Stevan Hobfoll, Professor do Departamento de Psicologia da Kent Stat University, Estados Unidos, desenvolveu, em 1989, em dois artigos (Hobfoll, 1989; Hobfoll et al., 2001), uma teoria inovadora sobre o stresse, em que os recursos assumem um papel central. A Teoria da Conservação de Recursos apoia-se no modelo transaccional de stresse de Lazarus e Folkman, de interacção dinâmica indivíduo-ambiente. Contudo, veio procurar suplantar a visão dominante do stresse destes dois autores, que pese

embora dizerem que o stresse não reside nem na situação nem no indivíduo, mas na transacção entre o indivíduo e a situação, tem sido criticada por ser considerada demasiado individualizante, ao valorizar mais, em alguns casos exclusivamente, o indivíduo em detrimento do ambiente, os factores individuais mais que os factores colectivos.
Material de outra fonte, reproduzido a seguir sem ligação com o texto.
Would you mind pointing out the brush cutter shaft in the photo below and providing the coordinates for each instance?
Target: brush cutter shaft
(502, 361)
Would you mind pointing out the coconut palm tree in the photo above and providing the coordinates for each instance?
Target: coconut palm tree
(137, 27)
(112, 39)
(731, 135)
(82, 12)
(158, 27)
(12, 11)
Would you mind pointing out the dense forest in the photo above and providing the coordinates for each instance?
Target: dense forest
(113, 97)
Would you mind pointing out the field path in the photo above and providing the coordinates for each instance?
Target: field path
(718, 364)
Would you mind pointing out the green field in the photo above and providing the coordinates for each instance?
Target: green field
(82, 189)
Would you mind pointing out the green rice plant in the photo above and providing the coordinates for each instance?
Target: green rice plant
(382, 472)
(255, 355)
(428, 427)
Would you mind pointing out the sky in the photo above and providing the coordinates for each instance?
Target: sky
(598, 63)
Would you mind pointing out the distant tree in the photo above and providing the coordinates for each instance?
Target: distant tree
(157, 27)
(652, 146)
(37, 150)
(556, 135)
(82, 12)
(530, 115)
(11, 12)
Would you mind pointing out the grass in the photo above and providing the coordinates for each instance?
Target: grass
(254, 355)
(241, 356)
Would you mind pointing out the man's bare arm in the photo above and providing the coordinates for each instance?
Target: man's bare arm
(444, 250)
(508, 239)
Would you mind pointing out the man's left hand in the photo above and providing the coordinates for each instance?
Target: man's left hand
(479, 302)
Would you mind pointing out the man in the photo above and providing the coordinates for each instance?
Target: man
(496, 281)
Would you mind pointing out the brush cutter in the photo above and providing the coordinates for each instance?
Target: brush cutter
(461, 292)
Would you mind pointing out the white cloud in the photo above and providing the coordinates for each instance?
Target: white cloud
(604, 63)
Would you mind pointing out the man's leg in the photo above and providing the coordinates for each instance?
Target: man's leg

A Teoria da Conservação de Recursos pretende, por isso, ser uma teoria do stresse alternativa, considerando, em partes iguais, os aspectos do ambiente e dos indivíduos. O postulado fundamental desta teoria é que os indivíduos são motivados «para obter, manter, proteger e desenvolver os recursos que eles valorizam; que o que é ameaçador para eles é a perda actual ou potencial destes recursos (Hobfoll, 1989, p. 516; 1989, p. 55). Para Hobfoll, contudo, quer a avaliação quer as respostas resultam mais de processos colectivos do que de particularidades individuais, estão ligadas a modelos sociais operatórios (Hobfoll, 1998). O seu modelo pretende ser uma alternativa menos individualizante e mais social do stresse (Gamassou, 2004).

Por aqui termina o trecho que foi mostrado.